Goldman Bankers Deliver Surprise Gain for Solomon
(Bloomberg) -- Goldman Sachs Group Inc.’s dealmakers celebrated one of their own rising to the top of the firm by delivering an unexpected boost to his first month.
Wall Street’s top advisory franchise delivered in a quarter when most of its competitors were beset by a slowdown in completed merger transactions and underwhelming debt-underwriting activity. Goldman Sachs’s investment-banking group posted a 10 percent revenue gain last quarter, vaulting past analysts’ estimates for a drop.
David Solomon, who took over as chief executive officer on Oct. 1, spent a decade atop the investment-banking division, helping cement its expansion. A number of senior executives he worked with at the time now form a key part of the team he’s putting together to shepherd the entire firm, including President John Waldron and incoming Chief Financial Officer Stephen Scherr.

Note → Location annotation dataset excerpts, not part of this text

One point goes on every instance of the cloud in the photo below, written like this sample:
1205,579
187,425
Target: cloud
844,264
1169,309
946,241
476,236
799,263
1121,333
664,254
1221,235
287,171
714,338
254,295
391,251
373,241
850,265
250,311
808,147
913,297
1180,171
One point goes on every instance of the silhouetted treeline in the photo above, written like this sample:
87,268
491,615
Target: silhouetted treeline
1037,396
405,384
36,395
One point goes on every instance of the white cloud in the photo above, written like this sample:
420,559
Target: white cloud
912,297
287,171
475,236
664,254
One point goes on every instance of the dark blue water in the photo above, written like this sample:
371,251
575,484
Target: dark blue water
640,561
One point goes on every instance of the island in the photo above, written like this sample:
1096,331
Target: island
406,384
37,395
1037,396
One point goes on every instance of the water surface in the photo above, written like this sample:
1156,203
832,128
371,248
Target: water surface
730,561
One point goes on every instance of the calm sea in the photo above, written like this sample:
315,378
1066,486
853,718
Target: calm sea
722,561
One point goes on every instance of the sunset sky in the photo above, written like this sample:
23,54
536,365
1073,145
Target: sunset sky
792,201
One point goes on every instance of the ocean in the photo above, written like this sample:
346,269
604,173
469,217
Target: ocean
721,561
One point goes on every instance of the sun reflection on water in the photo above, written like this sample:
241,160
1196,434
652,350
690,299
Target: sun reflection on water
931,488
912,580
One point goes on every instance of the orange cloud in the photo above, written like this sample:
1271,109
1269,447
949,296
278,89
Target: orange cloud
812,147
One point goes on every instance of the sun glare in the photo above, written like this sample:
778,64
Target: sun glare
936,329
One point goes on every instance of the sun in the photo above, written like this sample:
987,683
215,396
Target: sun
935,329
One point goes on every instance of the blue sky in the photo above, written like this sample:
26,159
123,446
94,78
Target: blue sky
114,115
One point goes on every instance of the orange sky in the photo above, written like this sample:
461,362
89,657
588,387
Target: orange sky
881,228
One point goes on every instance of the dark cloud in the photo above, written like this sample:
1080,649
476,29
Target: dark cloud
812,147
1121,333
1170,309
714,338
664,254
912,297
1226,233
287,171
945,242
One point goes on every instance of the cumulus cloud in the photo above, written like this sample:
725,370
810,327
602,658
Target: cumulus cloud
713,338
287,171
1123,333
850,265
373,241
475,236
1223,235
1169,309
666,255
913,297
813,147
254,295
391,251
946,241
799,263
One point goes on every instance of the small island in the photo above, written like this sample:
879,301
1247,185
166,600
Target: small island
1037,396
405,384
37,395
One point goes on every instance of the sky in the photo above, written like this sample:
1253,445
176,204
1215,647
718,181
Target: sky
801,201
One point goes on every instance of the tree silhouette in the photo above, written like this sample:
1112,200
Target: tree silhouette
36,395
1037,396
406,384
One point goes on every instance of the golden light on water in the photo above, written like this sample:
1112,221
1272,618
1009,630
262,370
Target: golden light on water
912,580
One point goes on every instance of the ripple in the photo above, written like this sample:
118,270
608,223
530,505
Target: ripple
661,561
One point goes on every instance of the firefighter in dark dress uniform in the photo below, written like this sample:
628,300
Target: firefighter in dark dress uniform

After putting his management team in place, Solomon will have to turn his attention to appeasing shareholders, with the stock down almost 16 percent this year through Monday. That slump compares with a decline of just 5.8 percent for the S&P 500 Financials Index.
Shares of Goldman Sachs rose 1.4 percent in early trading in New York.
Investment-banking revenue of $1.98 billion surpassed the average estimate of $1.75 billion, but, in a note of caution, the bank said in a statement Tuesday that its backlog was lower compared with the end of the second quarter. Morgan Stanley, which also released third-quarter results on Tuesday, said its pipeline was strong.
Trading desks turned in a muted performance across Wall Street, largely owing to subdued volatility. The trading division at New York-based Goldman Sachs, which has undergone major leadership changes since Solomon was appointed heir apparent earlier this year, turned in $3.1 billion in revenue, slightly below analysts’ expectations as fixed-income trading revenue slumped 10 percent.
A string of senior leaders have left in recent months, including the stock-trading head and a top fixed-income salesman. And earlier this year, the firm lost its top two trading executives: Pablo Salame and Isabelle Ealet.
The bank pointed to significantly lower third-quarter revenue in interest-rate products and weakness in credit and mortgages.
Goldman’s investing and lending division, which puts money to work in equity and debt securities, turned in revenue of $1.86 billion. That was 1 percent lower compared with the same quarter last year. The firm provided a figure for provision for losses on loans and lending commitments totaling $174 million, almost three times more than what they had set aside last year.